Member of the Michigan House of Representatives from the 23rd district
- In office January 1, 2011 – December 2016
- Preceded by: Deb Kennedy
- Succeeded by: Darrin Camilleri

Personal details
- Born: April 11, 1980 (age 46) Dearborn, Michigan
- Party: Republican
- Alma mater: University of Michigan
- Occupation: Politician

= Pat Somerville =

American politician

Pat Somerville (born April 11, 1980) is an American politician from Michigan. Somerville was a member of the Michigan House of Representatives from District 23.

== Early life ==
On April 11, 1980, Somerville was born in Dearborn, Michigan. Somerville's grandmother was Patricia Anne Somerville, former mayor of Rochester Hills, Michigan.

== Education ==
In 2003, Somerville earned a Bachelor of Science degree in Aerospace Engineering from the University of Michigan.

== Career ==
Somerville was a manager at Walgreens.

In 2009, Somerville served as the chairman of the Wayne County Young Republicans.

On November 2, 2010, Somerville won the election and became a Republican member of Michigan House of Representatives for District 23. Somerville defeated Deb Kennedy with 53.44% of the votes.

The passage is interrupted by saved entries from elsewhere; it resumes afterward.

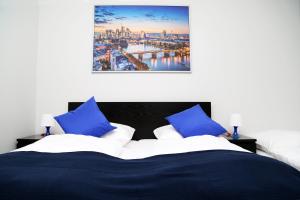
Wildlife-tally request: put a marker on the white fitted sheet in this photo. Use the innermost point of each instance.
(132, 150)
(151, 147)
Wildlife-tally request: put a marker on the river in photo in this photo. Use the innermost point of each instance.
(161, 62)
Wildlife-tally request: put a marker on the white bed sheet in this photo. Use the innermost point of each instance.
(151, 147)
(133, 150)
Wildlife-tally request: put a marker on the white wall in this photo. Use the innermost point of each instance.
(18, 49)
(245, 58)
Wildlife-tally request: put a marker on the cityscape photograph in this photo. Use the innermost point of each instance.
(141, 38)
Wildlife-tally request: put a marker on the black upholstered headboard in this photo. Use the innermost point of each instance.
(143, 116)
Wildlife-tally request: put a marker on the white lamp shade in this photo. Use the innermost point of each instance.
(47, 120)
(236, 119)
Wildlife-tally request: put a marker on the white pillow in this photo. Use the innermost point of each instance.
(273, 139)
(167, 132)
(122, 133)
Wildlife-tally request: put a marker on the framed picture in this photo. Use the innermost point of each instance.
(141, 39)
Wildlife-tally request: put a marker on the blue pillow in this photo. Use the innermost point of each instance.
(194, 121)
(87, 119)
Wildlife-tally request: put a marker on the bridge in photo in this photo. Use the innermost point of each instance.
(155, 52)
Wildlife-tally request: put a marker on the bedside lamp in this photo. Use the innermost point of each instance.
(48, 122)
(235, 121)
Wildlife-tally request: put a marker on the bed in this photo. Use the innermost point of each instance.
(83, 167)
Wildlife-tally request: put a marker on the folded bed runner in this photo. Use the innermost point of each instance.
(214, 174)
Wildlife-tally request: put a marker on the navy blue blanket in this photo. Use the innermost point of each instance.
(205, 175)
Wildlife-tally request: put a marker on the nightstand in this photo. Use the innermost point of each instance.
(245, 142)
(21, 142)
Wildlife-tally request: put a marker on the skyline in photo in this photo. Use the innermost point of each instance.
(150, 19)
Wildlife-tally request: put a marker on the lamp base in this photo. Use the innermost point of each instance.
(48, 130)
(235, 134)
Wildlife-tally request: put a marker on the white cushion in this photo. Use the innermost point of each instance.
(122, 133)
(167, 132)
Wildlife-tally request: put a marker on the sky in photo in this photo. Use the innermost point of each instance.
(150, 19)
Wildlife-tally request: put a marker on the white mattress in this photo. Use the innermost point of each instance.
(133, 150)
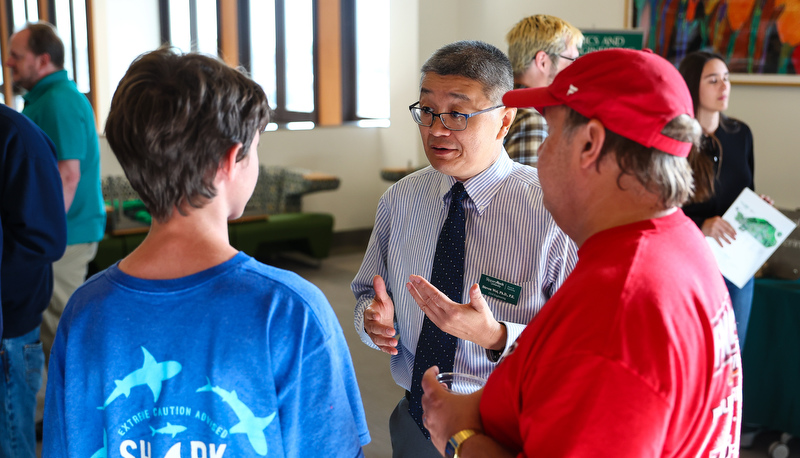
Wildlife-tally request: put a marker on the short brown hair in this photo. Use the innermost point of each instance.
(477, 61)
(666, 175)
(536, 33)
(44, 39)
(173, 117)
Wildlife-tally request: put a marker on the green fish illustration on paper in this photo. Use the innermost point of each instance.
(760, 229)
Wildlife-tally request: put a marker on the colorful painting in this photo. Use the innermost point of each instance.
(756, 37)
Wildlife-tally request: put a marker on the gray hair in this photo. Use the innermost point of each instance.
(666, 175)
(475, 60)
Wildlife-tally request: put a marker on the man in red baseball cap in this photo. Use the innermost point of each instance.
(636, 354)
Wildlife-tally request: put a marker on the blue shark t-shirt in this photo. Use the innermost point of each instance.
(238, 360)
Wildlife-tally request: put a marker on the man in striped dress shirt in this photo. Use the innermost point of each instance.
(511, 240)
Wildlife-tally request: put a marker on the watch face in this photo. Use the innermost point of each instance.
(450, 448)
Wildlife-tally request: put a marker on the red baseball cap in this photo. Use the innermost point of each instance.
(633, 93)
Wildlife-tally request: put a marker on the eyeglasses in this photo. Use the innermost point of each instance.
(451, 121)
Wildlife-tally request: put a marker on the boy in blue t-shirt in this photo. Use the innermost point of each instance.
(187, 347)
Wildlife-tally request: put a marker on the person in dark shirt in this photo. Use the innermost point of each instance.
(34, 232)
(724, 167)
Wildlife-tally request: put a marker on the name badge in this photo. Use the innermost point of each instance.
(499, 289)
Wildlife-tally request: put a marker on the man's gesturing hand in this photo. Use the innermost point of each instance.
(379, 318)
(474, 321)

On November 6, 2012, as an incumbent, Somerville won the election and continued serving District 23. Somerville defeated Tom Boritzski with 50.49% of the votes. On November 4, 2014, as an incumbent, Somerville won the election and continued serving District 23. Somerville defeated David Haener with 52.12% of the votes.

Somerville represented part of the Down River area of Wayne County. His district includes Grosse Isle, Brownstown Township, Gibraltar, Trenton, Woodhaven and Huron Township.